When this man is upset about Christmas, he asks Reddit:
Basically earlier on this year, she (37F) came out as a lesbian to me (37M) and we divorced after being together 11 years.
It really sucked, and even though we've remained sort of friends because we share our dog together who's 10, I do find it hard. Because she's been in my life for so long, she's remained on good terms with my family especially my folks who see her as a daughter in law still.
If we were still together, we'd have spent Christmas together with my parents but as we're not, I was just planning to spend it with them on my own.

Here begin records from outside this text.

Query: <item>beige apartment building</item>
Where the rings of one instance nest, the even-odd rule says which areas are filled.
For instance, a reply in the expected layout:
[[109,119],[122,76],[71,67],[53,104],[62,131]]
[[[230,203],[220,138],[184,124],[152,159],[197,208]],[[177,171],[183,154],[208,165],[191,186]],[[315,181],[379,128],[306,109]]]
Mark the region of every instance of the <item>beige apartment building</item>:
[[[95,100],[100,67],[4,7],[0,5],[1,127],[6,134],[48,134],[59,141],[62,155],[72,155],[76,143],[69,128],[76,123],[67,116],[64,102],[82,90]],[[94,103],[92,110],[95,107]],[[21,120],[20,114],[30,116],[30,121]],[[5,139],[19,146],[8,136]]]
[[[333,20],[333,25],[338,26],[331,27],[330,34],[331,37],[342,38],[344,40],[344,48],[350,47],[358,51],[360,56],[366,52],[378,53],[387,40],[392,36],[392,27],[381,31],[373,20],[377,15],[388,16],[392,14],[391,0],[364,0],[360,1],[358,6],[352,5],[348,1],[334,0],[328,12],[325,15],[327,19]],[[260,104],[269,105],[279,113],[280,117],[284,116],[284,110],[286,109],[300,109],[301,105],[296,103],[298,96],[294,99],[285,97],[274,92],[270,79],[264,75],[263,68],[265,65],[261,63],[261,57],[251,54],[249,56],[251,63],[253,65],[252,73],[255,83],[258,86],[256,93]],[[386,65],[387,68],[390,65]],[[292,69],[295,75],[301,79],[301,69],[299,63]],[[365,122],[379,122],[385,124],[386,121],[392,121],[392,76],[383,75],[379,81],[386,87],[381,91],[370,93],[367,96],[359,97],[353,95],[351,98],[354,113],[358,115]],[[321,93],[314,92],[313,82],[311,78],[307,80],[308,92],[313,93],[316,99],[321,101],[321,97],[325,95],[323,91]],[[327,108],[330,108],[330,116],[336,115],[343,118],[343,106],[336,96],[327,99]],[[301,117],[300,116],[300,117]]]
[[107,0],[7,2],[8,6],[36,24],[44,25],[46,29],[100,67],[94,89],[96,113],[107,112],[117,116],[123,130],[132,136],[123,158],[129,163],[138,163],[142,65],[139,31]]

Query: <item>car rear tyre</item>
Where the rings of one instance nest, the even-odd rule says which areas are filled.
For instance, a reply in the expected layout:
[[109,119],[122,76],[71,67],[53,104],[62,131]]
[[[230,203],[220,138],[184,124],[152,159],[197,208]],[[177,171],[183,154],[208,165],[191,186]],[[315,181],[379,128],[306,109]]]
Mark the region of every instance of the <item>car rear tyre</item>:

I was talking to her a couple of days ago and mentioned that I was looking forward to my mum's Christmas dinner and she said she was too - she assumed she's still coming, especially as her family have effectively disowned her for being gay she doesn't really have anywhere else to go.
My mum told her when we split up she's still welcome there anytime especially Christmas.
I told her I don't want her to come, it's a bit too weird to me to spend Christmas with her after all that's gone down and would rather just have it as family only.
She got really upset about it and said she didn't have anywhere else to go, and otherwise it would just her and the dog (we agreed he'd be with her this Christmas and alternate it). I said no still and she starred crying and I hung up.
Obviously I don't want to upset anyone so think I could be an asshole for that? I mean she does have a girlfriend, I don't see why they can't spend time together?
I told my mum today and she was really angry. She said that I didn't have the right to dis-invite anyone and shouldn't be so mean at Christmas. I told her she's my ex, if I don't want to see anyone then I shouldn't have to.
She said she is in 2 minds whether to just invite her anyway and if I don't like it then I can not come myself. I don't know Reddit. I don't think I'm an ah for not wanting to see her, but maybe I could have handled it better? AITA?
semerian writes:
NTA. Ex wife doesn't get to share your family still. Make it very clear to your parents. They are welcome to invite her, but if you show up and she's there you're leaving and not doing anything with them over the holidays.
just-peepin-at-u writes:
Yes, and one day OP will move on. He has to heal, and having her around at his holidays extends that process. What is going to happen when OP is serious with a new girl and they all spend holidays together?
It sucks for his ex, but no matter the reason for the divorce, they are still divorced. I know the whole spiel people want to go through and set up that cute “But we are still friends” narrative, but come on, really yall? Of course OP doesn’t want his ex wife at his Christmas dinner. NTA.